SEE THE MOVIE
Imagine John Boorman’s film Deliverance staged, “panties” scene and all, as a piece of dinner theater, with all the performers looking very serious and projecting their voices, the way they believe real men should, as they mime handling things like paddles and bows, and describe scenes whose drama is supposed to be visual, like climbing up a cliff face or sneaking up on an enemy. Now subtract the dinner, put yourself before a fog-filled bare black-box stage with a reflective black floor, and you have imagined the unfortunate experiment that is Godlight Theatre Company’s presentation of James Dickey’s Deliverance, adapted by Sean Tyler, with Joe Tantalo directing.
Though the show, with its title, appears to go out of its way to disassociate itself from the 1972 film, in the end it is, for all intents and purposes, the playing out of that movie, minus all those things that were so essential to the motion picture’s artistic success’”recall the magical guitar-banjo duel, so virtuosic in the film, so pedestrian in Mr. Tantalo’s version.
This story is about four middle-aged urban men on a canoe trip through the American wilderness who encounter murderous hillbilly rapists. Staging it without props or decorations, in an area the size of a tiny living room, seems like it might work better as a parodic comedy rather than the earnest piece it is attempting to be; the show isn’t quite bad enough to be unintentionally funny, it’s just lumbering and dull, with inconsistent mime work. Possibly, in someone else’s hands, this concept might work as a drama. But the world Mr. Tantalo creates, though he makes interesting use of Maruti Evans’s set and dramatic lighting design, is too literal for minimalist theater.
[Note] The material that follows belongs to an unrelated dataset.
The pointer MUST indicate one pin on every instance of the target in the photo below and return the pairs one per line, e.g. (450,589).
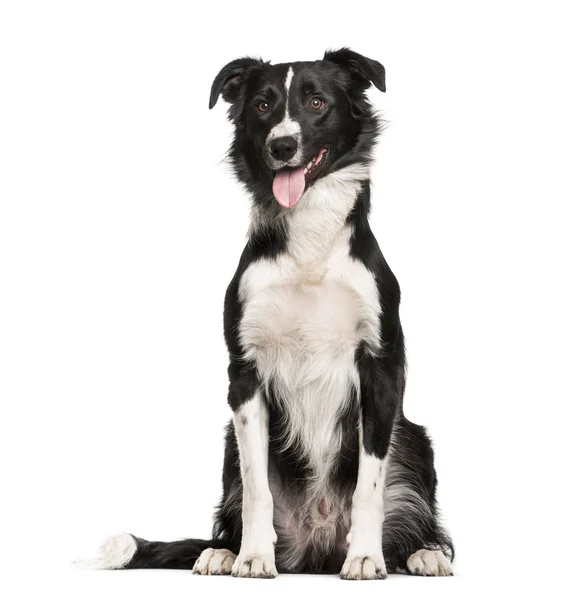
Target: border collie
(322,471)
The performers are committed, energy-wise. Everything they do appears to take effort, and most lines explode forth from their mouths like a shot putter’s exhale. What their renditions uniformly lack is nuance and truthfulness; it feels like they are playing their ideas of the characters instead of the characters. When all the acting in a production is problematic in the same way, as it is here, I tend to blame the director; Mr. Tantalo doesn’t appear to give his performers what they need to do their jobs. The one exception is Bryce Hodgson, who lends rawness to his multiple roles and looks like he’s the only one of the group having any fun.
With Eddie Dunn, Gregory Konow, Nick Paglino, Jason Bragg Stanley, Sean Tant and Jarrod Zayas.
photos by Jason Woodruff
James Dickey’s Deliverance
Godlight Theatre Company
59E59 Theaters
Tues – Thurs at 7:30; Fri at 8:30;
Sat at 2:30 & 8:30; Sunday at 3:30
scheduled to end on November 9, 2014
for tickets, call (212) 279-4200 or visit www.59e59.org
{ 4 comments… read them below or add one }
Very nice. Did they keep the book’s scene of canoeing past a factory poultry farm, through a wash of feathers and chicken heads? I imagine that would be difficult to mime.
No chicken heads. I can’t speak to little details that might have differed from the movie, but generally, as far as I could tell, the play deviated from the film on two occasions, expanding some dialogue, but to no real advantage.
A curious thing, if you go to the Godlight website and click on Production History, you’ll find that an inordinate number of their shows are based on books which have been made into well-known films: Clockwork Orange, One Flew Over the Cuckoo’s Nest, Fahrenheit 451, Basketball Diaries, 1984, In the Heat of the Night.
I saw it Saturday night and found it riveting…heart-pounding. I was tense, stressed, and finally moved.
I’m glad to hear someone enjoyed it. Thanks for your comment Logan Smith.